The trouble is, he picked a film with almost the exact same
premise: young kid gets trained by an old mentor to defeat his
enemies. Yet the film manages to tell its story so well that
it works.
Macchio stars as Eugene Martone, a guitar
prodigy studying classical music at Juliard. However, Eugene
isn't interested in the classical stuff. His passion is for
the Blues.
One of Eugene's idols is blues man Robert
Johnson and he's obsessed with the notion of finding one of
Johnson's lost songs. When Eugene learns that Willie Brown (Joe
Seneca), Johnson's partner, is living in a local nursing home,
he gets himself hired as a janitor in the hopes of befriending
the old man and learning Johnson's missing song.
Willie Brown agrees to teach Eugene the song,
but only if Eugene is willing to break Willie out of the nursing
home and help him return to the south. It seems that the old
man has an appointment at a crossroads, where he once made a
deal with the devil.
This may be starting to sound like a Charlie
Daniels Band song, but the film takes itself seriously and in
doing so, it somehow manages to work.
Eugene, of course, thinks that Willie is crazy,
but he humors him in order to get his lost song. Willie, on
the other hand, thinks Eugene is just a little no-nothing punk
who isn't as smart as he thinks he is, but he does recognize
talent in the boy.
The film maintains a love affair with the
Blues that is shared by the two main characters. The music almost
becomes its own character in the story and Macchio has a way
of convincing the audience that he really might be that good
at the guitar.
The movie climaxes with a showdown with the
devil that could have been completely ridiculous, but the film
gets us there honestly, so we buy it.
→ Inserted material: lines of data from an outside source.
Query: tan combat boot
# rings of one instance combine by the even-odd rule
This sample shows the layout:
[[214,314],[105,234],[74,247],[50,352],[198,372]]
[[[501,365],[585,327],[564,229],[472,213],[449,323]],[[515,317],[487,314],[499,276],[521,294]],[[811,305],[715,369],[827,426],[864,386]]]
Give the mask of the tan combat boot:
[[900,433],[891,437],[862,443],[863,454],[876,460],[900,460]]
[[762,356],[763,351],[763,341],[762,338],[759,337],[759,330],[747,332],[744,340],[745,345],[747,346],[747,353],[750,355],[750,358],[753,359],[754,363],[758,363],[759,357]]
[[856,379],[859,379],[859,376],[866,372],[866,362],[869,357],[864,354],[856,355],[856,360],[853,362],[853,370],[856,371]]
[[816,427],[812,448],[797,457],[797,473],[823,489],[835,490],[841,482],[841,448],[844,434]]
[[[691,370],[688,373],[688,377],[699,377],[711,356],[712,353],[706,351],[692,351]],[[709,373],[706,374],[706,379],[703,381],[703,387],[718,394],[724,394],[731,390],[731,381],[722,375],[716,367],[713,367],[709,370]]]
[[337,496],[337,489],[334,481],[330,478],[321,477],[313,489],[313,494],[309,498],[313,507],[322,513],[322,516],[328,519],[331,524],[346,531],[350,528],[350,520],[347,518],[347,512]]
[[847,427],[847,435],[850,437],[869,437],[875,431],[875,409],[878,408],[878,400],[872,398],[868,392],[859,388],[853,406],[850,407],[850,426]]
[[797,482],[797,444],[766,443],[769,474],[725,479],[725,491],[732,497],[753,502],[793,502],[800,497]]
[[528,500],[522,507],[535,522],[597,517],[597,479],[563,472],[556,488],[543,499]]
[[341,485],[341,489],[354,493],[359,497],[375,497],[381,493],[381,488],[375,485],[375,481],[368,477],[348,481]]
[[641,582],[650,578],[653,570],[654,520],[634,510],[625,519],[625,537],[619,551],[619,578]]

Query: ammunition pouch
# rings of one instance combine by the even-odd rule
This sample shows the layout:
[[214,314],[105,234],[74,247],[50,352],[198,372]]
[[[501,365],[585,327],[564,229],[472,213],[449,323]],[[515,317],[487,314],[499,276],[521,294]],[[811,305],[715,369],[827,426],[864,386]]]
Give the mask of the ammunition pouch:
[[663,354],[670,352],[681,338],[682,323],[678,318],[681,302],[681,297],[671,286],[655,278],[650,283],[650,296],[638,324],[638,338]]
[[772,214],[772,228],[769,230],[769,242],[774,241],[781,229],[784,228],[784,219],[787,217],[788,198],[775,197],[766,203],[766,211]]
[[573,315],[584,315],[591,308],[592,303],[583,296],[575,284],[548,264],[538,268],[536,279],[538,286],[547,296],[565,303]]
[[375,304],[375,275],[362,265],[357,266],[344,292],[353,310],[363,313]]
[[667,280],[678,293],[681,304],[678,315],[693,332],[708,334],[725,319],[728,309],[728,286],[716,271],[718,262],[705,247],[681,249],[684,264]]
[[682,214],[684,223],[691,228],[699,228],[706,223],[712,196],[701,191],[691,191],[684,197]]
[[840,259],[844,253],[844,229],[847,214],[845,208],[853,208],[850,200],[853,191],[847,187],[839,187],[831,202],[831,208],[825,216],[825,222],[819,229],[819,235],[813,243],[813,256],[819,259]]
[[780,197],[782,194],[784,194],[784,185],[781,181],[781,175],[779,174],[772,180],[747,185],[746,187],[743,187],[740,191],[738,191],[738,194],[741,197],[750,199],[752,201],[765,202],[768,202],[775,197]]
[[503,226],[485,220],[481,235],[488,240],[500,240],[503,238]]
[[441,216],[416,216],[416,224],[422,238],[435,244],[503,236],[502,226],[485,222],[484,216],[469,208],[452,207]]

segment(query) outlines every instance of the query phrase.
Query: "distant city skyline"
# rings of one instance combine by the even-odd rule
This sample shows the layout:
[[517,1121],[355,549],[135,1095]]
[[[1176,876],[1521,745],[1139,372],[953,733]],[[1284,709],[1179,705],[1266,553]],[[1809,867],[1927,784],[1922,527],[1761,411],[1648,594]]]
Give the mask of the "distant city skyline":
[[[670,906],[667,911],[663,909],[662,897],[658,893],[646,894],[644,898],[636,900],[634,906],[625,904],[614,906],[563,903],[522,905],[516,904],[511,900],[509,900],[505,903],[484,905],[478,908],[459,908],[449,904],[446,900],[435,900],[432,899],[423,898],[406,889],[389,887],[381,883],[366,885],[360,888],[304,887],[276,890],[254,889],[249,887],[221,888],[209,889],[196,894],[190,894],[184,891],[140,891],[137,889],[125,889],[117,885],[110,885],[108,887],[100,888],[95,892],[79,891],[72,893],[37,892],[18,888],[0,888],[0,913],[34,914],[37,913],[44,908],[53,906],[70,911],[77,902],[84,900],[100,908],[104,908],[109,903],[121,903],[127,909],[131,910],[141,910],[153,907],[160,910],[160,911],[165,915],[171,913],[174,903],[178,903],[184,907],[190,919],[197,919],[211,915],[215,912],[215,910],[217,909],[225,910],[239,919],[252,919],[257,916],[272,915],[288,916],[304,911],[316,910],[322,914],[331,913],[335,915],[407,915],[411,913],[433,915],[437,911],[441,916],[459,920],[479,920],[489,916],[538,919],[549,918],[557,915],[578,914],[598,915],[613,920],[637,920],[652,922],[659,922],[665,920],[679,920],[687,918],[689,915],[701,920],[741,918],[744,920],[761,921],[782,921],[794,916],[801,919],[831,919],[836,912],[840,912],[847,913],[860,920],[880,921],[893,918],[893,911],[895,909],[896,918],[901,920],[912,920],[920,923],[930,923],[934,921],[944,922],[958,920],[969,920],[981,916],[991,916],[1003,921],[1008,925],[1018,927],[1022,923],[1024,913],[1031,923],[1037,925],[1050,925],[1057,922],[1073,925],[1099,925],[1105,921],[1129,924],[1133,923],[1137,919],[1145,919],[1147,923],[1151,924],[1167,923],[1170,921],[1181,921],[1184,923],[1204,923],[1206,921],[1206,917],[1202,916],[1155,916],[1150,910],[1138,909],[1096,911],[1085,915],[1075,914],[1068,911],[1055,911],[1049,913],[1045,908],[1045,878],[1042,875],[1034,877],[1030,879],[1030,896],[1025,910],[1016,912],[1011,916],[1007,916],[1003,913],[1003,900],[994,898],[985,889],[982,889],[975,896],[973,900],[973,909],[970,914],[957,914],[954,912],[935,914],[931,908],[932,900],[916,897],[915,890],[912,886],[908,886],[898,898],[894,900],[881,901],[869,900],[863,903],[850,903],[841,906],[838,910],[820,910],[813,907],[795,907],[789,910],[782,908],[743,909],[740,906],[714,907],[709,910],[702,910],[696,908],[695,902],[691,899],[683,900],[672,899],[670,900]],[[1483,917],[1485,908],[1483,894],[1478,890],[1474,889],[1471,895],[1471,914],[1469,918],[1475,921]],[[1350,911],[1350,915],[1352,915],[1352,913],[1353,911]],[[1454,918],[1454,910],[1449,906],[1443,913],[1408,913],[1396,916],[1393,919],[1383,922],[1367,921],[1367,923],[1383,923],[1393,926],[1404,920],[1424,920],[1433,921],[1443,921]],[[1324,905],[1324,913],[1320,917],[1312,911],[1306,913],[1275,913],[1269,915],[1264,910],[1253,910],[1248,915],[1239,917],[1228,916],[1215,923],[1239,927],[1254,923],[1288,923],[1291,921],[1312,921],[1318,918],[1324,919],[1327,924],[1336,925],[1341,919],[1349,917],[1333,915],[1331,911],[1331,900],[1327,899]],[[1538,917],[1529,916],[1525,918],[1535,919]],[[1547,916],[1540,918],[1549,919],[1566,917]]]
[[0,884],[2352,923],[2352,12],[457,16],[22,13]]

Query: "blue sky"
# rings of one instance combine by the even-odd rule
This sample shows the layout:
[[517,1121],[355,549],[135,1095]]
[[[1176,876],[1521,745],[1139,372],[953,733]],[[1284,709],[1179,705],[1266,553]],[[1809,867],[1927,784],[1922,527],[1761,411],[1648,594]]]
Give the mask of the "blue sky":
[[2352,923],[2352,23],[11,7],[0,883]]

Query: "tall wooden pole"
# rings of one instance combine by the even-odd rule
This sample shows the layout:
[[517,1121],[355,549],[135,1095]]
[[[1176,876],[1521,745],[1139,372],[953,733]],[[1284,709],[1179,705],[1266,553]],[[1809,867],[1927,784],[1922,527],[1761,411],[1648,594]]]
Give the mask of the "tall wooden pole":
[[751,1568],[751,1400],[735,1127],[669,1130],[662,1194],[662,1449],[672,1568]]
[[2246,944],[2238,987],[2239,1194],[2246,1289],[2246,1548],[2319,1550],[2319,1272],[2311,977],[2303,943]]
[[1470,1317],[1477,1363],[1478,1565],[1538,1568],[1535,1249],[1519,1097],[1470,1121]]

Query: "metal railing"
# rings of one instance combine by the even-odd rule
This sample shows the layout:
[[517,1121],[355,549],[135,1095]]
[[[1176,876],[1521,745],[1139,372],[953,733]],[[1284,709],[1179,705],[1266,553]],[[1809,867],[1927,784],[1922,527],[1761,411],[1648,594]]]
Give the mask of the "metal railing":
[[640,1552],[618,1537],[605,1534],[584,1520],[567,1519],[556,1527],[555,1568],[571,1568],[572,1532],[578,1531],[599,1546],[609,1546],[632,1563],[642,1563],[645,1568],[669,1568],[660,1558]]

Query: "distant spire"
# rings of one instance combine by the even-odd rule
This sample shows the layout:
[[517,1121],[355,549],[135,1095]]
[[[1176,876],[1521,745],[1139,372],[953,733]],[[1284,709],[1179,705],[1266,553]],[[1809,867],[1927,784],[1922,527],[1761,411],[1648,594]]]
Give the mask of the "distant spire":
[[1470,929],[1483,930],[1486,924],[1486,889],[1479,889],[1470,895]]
The showdown doesn't involve
any mystical powers, or fire shooting out of guitar strings,
but instead, the devil simply pits two talented people against
each other and lets it be settled by which one of them wants
it more.
There really aren't any doubts about how it
will turn out in the end, or even the way in which Eugene finally
overcomes his foe, so the real magic of this movie is in the
characterization, the acting and the storytelling.